Preprocessing and Feature Selection Pipeline

The pipeline ran in six stages, each applied strictly within cross-validation training folds to prevent the held-out patient from influencing any processing decision.

Column filtering removed 176 metadata columns and 2 lab reference channels, leaving 90 patient intensity columns. Zero replacement converted all zero intensity values to NaN, since a zero in mass spectrometry indicates a failed detection rather than a true measurement of zero abundance. After filtering to the 43 patients in the Severe and Non-severe groups and transposing the matrix, statistical feature selection reduced 101,461 peptides to 200. Selection used the Mann-Whitney U test rather than a t-test because mass spectrometry intensity distributions are not Gaussian, ranking peptides by p-value within each fold using only training patients. No peptide survived false discovery rate correction at this sample size, so the top 200 was used as a pragmatic cutoff. Expanding to 5,000 peptides was tested and produced worse performance due to overfitting at a feature-to-sample ratio of approximately 119.

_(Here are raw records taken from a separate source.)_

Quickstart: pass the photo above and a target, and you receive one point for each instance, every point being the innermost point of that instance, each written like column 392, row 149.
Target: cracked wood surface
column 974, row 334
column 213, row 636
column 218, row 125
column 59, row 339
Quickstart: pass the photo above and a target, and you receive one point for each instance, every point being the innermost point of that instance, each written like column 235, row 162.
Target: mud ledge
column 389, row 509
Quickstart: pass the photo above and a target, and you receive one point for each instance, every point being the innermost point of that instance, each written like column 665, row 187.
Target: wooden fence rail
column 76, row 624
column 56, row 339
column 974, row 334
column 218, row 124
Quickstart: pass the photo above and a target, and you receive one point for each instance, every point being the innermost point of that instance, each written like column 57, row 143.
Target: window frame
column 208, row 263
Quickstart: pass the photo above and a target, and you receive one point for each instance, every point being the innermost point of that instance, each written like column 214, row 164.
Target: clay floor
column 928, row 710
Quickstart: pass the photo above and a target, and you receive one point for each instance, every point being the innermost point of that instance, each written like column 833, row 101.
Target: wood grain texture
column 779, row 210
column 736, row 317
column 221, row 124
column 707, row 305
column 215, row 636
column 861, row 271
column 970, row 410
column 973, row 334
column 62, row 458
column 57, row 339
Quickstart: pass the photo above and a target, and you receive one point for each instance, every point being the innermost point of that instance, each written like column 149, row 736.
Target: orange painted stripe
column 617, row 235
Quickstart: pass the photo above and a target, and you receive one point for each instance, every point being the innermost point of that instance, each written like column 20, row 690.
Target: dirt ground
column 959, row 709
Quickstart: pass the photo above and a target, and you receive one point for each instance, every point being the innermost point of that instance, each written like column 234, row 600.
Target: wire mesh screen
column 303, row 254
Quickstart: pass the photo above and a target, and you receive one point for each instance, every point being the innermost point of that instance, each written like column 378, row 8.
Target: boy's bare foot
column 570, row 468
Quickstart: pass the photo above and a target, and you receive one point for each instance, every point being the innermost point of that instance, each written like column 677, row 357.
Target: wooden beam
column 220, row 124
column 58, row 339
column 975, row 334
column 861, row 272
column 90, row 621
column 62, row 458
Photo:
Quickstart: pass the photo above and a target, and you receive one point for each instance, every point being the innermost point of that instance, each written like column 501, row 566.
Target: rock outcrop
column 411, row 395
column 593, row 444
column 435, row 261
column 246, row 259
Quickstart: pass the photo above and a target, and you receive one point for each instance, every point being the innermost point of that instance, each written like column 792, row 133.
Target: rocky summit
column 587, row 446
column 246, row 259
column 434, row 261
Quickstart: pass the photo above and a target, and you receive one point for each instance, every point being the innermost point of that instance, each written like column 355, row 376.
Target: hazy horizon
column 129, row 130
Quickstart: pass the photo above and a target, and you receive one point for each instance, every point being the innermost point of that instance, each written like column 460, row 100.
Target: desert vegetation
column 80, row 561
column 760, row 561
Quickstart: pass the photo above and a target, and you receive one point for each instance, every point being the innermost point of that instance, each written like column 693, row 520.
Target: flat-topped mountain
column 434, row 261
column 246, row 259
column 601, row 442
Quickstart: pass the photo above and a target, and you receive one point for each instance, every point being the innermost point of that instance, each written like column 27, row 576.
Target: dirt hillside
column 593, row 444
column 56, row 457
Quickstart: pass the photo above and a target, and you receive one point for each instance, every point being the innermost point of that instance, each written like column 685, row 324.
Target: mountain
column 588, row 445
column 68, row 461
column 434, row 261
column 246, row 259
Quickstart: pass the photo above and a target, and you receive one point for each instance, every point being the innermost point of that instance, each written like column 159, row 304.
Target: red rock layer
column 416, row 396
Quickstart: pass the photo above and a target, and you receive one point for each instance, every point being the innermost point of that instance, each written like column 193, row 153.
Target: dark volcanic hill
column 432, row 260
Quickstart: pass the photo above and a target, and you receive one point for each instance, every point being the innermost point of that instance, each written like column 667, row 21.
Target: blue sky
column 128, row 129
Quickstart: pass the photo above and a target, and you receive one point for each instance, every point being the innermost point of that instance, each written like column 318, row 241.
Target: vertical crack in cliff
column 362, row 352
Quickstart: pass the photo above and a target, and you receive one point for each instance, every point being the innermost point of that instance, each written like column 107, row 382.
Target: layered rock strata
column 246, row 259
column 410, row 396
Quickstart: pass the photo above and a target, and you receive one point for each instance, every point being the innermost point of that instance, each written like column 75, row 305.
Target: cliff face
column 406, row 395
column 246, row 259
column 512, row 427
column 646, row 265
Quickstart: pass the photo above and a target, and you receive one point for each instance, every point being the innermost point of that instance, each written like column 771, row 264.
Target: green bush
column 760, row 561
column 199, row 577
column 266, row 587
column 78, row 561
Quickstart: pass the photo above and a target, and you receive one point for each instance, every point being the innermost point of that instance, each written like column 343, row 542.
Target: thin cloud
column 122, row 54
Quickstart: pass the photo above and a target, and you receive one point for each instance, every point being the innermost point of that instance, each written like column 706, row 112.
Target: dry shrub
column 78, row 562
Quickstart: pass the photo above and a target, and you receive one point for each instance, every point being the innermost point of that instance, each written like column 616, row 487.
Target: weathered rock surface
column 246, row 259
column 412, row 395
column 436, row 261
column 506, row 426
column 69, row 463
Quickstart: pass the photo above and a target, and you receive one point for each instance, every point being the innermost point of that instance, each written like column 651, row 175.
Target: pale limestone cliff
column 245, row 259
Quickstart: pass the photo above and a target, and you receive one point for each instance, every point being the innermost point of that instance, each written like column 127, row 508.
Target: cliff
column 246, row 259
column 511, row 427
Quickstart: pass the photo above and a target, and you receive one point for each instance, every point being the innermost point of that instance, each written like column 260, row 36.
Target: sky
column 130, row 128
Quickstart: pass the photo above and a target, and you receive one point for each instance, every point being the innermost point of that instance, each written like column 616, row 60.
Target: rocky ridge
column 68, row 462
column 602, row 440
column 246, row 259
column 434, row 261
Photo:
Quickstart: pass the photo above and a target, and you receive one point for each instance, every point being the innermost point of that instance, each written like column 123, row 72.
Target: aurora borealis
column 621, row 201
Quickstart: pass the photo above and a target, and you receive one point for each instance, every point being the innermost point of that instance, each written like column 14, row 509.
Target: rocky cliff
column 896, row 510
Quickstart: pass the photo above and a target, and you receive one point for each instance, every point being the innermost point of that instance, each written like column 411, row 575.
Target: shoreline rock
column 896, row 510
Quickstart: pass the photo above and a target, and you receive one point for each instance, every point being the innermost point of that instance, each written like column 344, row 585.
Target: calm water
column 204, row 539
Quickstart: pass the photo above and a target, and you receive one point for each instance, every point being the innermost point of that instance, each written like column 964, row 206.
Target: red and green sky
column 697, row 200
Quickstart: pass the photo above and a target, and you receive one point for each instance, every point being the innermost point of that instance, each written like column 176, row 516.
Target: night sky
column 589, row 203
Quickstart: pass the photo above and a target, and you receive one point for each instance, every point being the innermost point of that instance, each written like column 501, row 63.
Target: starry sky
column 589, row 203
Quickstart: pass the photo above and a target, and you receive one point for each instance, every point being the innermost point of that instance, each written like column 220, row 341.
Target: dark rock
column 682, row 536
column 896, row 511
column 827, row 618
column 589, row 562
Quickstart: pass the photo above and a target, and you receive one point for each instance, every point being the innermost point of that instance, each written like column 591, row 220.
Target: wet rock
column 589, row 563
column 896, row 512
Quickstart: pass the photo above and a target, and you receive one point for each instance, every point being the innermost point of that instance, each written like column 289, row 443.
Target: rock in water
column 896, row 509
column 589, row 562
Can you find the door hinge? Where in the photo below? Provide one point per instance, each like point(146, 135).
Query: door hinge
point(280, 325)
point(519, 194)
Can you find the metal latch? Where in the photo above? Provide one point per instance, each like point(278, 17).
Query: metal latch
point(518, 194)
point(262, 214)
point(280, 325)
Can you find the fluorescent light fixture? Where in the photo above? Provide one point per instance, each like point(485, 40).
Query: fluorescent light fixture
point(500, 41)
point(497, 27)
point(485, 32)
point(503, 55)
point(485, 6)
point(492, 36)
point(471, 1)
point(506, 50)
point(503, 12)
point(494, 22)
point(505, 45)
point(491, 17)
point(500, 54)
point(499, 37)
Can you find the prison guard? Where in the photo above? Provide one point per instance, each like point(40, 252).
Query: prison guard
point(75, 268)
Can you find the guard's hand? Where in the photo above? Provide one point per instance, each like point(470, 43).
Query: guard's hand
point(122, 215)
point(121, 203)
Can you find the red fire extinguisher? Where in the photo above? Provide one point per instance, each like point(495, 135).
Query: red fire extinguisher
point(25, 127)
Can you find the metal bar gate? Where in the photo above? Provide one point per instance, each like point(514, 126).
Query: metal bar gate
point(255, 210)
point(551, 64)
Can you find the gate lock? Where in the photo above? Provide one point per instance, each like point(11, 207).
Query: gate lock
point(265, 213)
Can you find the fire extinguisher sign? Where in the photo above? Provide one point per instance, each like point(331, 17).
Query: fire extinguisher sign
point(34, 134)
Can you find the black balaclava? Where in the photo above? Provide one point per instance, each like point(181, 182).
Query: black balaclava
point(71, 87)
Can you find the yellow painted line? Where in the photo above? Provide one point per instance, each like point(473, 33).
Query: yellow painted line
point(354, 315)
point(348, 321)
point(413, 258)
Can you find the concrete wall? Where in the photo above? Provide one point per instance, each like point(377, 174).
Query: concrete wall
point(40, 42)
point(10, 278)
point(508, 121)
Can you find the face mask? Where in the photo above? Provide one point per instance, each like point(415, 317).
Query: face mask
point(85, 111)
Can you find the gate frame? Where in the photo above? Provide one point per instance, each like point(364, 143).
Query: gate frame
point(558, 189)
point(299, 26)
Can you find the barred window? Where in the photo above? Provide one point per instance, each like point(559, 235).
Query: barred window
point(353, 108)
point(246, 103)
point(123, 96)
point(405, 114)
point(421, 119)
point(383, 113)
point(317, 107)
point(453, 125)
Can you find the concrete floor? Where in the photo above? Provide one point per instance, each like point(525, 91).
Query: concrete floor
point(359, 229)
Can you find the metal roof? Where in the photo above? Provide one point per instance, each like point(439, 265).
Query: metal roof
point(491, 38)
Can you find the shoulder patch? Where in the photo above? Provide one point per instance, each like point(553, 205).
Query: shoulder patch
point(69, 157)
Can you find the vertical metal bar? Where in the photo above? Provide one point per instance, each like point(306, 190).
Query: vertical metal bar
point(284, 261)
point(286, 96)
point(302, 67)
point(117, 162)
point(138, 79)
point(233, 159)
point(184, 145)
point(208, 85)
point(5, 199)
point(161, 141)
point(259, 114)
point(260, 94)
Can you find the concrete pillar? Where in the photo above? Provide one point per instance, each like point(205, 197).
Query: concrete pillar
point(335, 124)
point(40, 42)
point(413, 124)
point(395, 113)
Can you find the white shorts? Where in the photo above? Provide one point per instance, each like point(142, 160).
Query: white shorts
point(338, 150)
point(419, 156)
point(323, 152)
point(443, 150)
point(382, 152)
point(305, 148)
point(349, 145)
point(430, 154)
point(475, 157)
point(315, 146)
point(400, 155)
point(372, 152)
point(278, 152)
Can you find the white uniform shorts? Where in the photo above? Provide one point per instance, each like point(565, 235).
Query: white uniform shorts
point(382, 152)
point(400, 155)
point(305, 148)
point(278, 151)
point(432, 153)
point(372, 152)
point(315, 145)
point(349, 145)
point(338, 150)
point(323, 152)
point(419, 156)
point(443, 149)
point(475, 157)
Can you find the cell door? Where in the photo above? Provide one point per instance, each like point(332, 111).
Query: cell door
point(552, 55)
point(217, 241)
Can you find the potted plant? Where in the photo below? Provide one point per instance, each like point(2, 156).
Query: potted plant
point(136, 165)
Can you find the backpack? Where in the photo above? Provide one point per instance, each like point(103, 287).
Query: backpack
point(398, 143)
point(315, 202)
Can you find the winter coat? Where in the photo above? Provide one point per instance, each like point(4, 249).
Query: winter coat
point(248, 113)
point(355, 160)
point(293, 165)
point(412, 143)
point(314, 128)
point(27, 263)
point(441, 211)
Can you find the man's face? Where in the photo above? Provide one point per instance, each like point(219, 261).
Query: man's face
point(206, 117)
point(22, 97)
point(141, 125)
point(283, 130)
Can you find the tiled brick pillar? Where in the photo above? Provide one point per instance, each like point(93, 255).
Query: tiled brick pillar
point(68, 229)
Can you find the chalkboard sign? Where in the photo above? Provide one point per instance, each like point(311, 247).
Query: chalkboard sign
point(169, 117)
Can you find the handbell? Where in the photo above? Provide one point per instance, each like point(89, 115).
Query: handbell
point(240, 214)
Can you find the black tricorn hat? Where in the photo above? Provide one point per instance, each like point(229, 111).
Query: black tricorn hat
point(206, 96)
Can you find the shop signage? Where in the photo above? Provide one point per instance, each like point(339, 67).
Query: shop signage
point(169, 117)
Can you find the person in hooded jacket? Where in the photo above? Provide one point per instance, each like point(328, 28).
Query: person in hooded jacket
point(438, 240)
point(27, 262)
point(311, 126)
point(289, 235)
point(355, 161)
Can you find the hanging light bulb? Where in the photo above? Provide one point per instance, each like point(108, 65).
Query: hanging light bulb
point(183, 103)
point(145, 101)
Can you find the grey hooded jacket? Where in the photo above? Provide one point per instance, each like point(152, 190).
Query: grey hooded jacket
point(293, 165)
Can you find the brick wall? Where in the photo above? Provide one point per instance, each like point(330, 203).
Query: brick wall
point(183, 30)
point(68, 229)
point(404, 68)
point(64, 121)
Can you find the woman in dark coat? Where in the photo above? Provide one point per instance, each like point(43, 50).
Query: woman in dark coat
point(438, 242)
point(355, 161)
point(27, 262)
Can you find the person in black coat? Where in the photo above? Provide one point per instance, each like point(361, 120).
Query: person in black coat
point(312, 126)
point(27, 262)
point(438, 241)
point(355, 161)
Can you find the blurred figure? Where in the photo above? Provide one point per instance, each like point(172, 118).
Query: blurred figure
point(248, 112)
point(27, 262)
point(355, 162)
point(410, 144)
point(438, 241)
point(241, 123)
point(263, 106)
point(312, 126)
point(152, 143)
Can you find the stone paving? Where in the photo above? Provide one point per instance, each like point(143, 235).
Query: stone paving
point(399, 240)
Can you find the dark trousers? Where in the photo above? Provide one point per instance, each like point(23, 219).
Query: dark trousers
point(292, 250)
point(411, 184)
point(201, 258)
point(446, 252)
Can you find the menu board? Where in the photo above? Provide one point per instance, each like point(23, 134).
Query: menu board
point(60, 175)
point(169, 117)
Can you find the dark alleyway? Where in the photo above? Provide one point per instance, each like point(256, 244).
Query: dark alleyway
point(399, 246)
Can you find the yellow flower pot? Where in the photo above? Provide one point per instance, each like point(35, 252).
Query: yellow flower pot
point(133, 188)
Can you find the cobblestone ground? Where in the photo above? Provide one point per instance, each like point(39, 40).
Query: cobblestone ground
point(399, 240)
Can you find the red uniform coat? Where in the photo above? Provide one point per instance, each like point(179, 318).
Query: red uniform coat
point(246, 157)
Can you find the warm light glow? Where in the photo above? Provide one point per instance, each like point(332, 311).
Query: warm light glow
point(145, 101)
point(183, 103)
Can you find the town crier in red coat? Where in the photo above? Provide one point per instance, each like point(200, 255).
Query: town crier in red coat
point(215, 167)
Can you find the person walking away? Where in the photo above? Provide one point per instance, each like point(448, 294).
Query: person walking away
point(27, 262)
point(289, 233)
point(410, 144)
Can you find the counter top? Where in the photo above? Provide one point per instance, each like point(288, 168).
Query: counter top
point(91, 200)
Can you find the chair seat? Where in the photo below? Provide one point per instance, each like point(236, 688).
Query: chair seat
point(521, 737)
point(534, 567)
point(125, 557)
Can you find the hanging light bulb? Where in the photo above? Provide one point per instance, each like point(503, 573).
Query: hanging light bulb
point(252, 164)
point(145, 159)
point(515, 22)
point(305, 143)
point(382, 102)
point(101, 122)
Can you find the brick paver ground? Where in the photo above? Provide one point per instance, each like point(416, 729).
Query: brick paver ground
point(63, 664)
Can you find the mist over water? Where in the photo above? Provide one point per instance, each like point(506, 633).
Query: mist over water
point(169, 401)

Missing value imputation compared median imputation against zero imputation. Zero imputation was adopted because it produced a higher LOOCV ROC-AUC (0.967 vs. 0.944), consistent with the interpretation that a missing detection carries real biological signal. All imputation statistics were computed on training data only. Finally, features were standardized to zero mean and unit variance using a scaler fit on training data, applied only for logistic regression models since tree-based models are invariant to scaling.

Model Evaluation

Three classifiers were evaluated under Leave-One-Out Cross-Validation across all 43 patients: L2 logistic regression, L1 logistic regression, and random forest. LOOCV was chosen over a fixed train-test split because with only 43 patients, a single 9-patient held-out set means one misclassification shifts accuracy by roughly 11%, making any fixed split unreliable.

L2 logistic regression achieved 90.7% accuracy, F1 of 0.889, and ROC-AUC of 0.967 and was selected as the primary classification model. L1 logistic regression (ROC-AUC 0.927) was retained as a secondary model for its sparsity: it reduced the 200 input peptides to 6 with nonzero coefficients, providing a direct interpretable mapping from peptide abundance to disease severity. Random forest achieved the lowest recall at 61.1%, missing 7 of 18 Severe patients, the most clinically costly failure mode, and was not selected.

The original pipeline ran feature selection across all 43 patients before splitting, producing a perfect ROC-AUC of 1.000. Correcting this leakage dropped performance to 0.950 on a fixed test set, directly quantifying how much the leak inflated results.